Is there a limit to the number of columns in an HBase row?
2011-03-04 09:28
501 查看
Quora上一个哥们提出下面这个问题,之前其实读过的不过没怎么在意comments,而且自己还亲自测试了一下这个问题确定当一个row很大的时候不会发生拆分的。今天又看了一遍,其实这里面已经包含了很多信息:
I am wondering if I should have lot of rows or lot of columns in a row? which is better if I have to index them as well
Todd主要从三个方面说明不推荐将大量的column塞到一个row对应的CF下面去:row锁、region分配、性能; 所以如果不需要原子操作很多个cell时,尽量使用多行。
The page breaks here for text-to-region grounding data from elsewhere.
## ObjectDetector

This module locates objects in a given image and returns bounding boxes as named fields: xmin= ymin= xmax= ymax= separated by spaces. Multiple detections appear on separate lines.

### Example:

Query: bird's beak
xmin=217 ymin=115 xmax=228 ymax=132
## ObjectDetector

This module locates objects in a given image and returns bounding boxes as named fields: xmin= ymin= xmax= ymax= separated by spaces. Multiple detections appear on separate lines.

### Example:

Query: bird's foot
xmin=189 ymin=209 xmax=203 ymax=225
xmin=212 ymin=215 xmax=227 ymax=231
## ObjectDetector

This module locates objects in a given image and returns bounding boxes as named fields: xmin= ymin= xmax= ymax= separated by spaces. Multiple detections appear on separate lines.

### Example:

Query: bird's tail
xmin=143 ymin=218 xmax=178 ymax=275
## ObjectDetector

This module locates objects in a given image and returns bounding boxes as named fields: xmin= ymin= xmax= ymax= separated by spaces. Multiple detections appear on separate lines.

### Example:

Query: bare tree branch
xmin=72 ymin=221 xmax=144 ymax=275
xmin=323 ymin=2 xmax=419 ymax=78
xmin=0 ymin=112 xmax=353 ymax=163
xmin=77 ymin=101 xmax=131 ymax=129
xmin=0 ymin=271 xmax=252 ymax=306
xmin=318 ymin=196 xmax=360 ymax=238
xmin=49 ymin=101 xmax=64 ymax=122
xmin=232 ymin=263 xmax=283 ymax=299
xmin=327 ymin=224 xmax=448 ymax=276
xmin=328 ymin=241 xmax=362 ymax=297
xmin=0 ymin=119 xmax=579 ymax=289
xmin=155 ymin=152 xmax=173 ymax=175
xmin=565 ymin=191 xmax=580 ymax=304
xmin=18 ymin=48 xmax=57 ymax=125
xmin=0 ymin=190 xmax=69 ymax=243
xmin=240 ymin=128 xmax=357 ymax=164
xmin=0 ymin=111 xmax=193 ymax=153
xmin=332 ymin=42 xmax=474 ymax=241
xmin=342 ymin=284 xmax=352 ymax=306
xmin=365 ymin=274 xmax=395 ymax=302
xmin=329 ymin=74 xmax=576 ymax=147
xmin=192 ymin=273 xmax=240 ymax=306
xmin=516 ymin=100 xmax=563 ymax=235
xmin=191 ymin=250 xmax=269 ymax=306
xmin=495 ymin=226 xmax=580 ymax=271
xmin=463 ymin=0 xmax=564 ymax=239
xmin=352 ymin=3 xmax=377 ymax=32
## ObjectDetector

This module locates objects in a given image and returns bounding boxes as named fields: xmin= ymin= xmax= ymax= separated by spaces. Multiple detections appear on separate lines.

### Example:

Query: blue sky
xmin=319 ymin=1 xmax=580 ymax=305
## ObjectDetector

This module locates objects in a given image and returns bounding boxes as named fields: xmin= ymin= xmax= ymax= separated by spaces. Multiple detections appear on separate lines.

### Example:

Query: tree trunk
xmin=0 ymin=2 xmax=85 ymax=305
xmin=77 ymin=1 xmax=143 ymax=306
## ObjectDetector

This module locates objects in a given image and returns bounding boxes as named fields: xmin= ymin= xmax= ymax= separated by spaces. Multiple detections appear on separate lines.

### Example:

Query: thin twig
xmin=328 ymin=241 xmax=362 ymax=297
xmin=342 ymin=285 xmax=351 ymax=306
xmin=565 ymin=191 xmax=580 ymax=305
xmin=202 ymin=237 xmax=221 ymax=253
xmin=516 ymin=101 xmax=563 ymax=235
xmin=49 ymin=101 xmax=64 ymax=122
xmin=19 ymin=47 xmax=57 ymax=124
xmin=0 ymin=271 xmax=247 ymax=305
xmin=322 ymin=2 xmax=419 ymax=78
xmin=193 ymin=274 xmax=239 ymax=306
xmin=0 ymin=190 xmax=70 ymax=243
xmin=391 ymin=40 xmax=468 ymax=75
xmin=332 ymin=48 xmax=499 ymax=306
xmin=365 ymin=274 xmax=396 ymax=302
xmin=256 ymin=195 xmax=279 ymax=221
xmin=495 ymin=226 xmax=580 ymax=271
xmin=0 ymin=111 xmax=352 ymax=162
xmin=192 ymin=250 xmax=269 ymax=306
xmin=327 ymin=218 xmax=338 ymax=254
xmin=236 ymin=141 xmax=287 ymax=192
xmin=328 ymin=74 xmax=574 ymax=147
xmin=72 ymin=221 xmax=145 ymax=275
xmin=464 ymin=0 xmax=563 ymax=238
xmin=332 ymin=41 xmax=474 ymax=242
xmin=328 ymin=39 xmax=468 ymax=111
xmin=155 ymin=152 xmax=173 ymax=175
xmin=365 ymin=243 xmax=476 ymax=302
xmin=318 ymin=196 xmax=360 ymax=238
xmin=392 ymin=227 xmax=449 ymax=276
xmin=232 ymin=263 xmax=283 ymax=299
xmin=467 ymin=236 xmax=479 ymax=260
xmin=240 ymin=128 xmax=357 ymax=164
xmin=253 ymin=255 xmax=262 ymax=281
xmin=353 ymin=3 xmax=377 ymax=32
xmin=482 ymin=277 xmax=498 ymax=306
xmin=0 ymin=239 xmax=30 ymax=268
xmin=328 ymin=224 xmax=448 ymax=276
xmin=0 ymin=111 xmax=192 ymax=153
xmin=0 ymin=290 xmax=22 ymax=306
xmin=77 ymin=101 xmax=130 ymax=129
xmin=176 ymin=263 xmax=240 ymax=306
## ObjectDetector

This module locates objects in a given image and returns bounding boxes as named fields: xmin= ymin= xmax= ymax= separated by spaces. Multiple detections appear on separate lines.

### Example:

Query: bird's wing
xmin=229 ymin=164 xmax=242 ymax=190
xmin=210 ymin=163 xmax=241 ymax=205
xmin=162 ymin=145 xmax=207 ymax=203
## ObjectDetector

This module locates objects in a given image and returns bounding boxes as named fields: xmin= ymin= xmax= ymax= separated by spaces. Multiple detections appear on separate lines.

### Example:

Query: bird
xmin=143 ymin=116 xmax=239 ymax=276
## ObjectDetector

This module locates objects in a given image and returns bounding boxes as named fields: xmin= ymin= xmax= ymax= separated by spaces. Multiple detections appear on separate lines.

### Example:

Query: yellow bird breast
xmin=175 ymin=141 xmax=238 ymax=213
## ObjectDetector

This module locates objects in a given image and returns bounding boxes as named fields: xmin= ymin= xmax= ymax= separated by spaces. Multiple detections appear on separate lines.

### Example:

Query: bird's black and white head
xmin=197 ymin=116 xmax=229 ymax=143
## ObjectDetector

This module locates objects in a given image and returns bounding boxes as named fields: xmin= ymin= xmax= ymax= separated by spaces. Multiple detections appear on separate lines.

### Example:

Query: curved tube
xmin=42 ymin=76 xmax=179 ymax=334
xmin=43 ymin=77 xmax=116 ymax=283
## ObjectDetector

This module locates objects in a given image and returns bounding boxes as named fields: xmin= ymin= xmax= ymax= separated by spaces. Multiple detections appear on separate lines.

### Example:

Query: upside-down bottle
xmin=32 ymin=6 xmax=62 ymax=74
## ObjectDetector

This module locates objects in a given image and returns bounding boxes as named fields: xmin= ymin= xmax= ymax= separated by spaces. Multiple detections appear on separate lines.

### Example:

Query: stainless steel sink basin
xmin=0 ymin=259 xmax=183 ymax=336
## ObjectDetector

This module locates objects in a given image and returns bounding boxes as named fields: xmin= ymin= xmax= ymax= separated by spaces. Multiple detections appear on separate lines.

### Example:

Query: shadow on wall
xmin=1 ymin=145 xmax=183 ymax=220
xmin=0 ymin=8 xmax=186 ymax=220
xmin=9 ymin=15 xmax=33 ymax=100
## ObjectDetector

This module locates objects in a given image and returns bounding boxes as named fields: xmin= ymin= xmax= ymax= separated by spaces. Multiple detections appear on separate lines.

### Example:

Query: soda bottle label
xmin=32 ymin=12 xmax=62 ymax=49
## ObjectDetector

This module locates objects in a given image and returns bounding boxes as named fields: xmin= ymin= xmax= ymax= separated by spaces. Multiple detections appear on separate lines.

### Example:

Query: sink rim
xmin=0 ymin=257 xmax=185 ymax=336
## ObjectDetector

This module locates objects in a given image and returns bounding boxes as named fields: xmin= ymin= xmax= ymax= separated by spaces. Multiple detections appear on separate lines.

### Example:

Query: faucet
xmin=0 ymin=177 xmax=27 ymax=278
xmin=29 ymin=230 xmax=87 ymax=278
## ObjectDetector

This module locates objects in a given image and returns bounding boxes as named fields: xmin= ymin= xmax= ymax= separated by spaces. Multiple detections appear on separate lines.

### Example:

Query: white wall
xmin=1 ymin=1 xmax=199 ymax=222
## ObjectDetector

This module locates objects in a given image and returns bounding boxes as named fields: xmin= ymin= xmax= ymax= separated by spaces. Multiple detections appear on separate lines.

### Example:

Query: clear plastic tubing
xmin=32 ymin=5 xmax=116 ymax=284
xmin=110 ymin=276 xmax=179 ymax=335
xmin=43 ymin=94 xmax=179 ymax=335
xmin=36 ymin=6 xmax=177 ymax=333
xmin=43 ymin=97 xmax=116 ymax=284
文章来源:http://www.quora.com/Is-there-a-limit-to-the-number-of-columns-in-an-HBase-row
Todd Lipcon, HBase committer
There's not really a limit. Here are some things to consider:
Lock granularity
When you do an operation within a row, the RegionServer code briefly holds a lock on that row while applying the mutation.
On the plus side, this means that you can act atomically on several columns - concurrent readers will either see the entire update or won't see the update at all. They shouldn't (barring one or two bugs we're still stomping on) see a partial update.
On the minus side, this means that the throughput of write operations within a single row is limited (probably a few hundred per second).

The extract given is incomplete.